McLEAN, Va. -- Gov. L. Douglas Wilder and Sen. Charles S. Robb, Virginia's two pre-eminent Democrats, are pummeling each other with such verbal ferocity that some party leaders and political analysts say they are endangering both their political futures and their party's dominance in Virginia.
In the latest exchange, Mr. Wilder charged Friday that someone had taped personal calls he made on the cellular phone in his limousine and had passed on the contents of the conversations to Mr. Robb. He did not say what the conversations were about. The governor called the alleged eavesdropping "criminal" and said that while he had no evidence that it had been carried out on behalf of Mr. Robb, he believed that the senator was at least guilty of passing on confidential contents of the tapes to other Democrats.
Through a spokesman, Mr. Robb denied any involvement with tapes of Mr. Wilder's conversations.
The governor's accusations came to light in an article in the Washington Post yesterday. Interviewed by telephone from Bonn, Mr. Wilder said he learned about the taping from various sources, none of which he would identify.

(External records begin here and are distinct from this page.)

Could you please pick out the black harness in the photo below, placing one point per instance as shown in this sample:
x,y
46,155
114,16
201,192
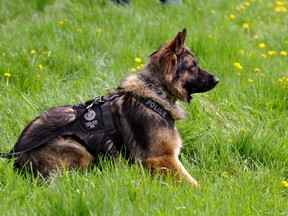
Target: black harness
x,y
93,126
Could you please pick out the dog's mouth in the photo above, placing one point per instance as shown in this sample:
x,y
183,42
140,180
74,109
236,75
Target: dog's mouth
x,y
204,87
189,98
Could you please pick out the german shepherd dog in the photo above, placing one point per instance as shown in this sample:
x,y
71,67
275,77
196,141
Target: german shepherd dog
x,y
143,109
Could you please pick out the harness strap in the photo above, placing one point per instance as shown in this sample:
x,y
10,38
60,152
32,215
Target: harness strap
x,y
108,123
156,108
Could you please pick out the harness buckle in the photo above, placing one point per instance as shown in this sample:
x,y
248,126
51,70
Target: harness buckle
x,y
99,99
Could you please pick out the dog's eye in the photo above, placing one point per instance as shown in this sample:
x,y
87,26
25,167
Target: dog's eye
x,y
194,67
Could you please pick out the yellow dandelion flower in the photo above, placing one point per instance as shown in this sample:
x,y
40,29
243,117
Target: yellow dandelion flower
x,y
238,65
271,52
245,25
138,60
284,184
241,7
7,74
98,30
250,81
283,9
213,12
133,69
256,37
232,16
242,52
262,45
283,53
280,3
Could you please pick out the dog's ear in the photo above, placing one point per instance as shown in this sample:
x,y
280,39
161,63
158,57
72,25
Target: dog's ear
x,y
177,44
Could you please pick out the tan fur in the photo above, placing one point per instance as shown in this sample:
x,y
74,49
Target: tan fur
x,y
133,84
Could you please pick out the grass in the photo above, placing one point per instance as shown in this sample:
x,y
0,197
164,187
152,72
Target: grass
x,y
235,138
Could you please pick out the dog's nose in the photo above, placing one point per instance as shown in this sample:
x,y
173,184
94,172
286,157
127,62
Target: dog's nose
x,y
216,80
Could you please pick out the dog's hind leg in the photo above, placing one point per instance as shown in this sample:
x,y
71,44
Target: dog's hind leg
x,y
49,158
165,164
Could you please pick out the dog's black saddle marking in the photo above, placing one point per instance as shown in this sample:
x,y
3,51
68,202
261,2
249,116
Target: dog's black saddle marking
x,y
93,127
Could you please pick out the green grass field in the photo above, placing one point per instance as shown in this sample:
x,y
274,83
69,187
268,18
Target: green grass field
x,y
235,138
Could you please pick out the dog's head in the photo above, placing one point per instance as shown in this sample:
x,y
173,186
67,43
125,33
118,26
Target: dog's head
x,y
179,72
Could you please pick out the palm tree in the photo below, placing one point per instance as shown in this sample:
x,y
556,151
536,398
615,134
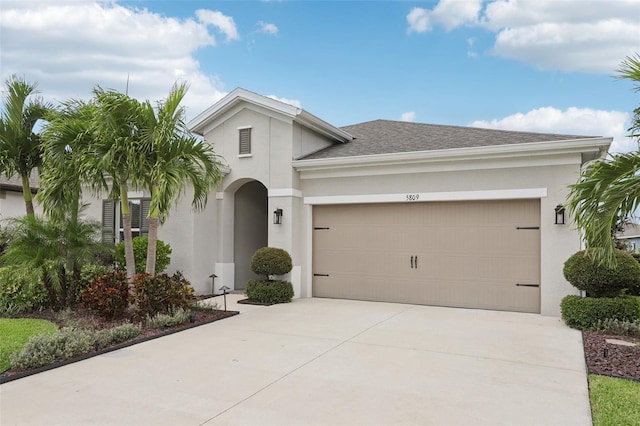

He ordered his chief of staff, J. T. Shropshire, to inform the superintendent of the state police, Col. William F. Corvello, of the alleged eavesdropping. "It's wiretapping and it's a criminal act," the Post quoted Mr. Wilder as saying. The state attorney general's office says that Virginia and federal law prohibit intentional interception, taping and disclosure of cellular phone conversations.
The governor could not be reached yesterday by reporters seeking comment. But Mr. Shropshire, in a telephone interview from his home near Richmond, said that Mr. Wilder was "deeply disturbed" by the purported taping.
Mr. Robb's spokesman, Steve Johnson, said: "Neither Senator Robb nor anyone on his staff has been involved in providing tapes to anyone or playing such tapes for Democrats."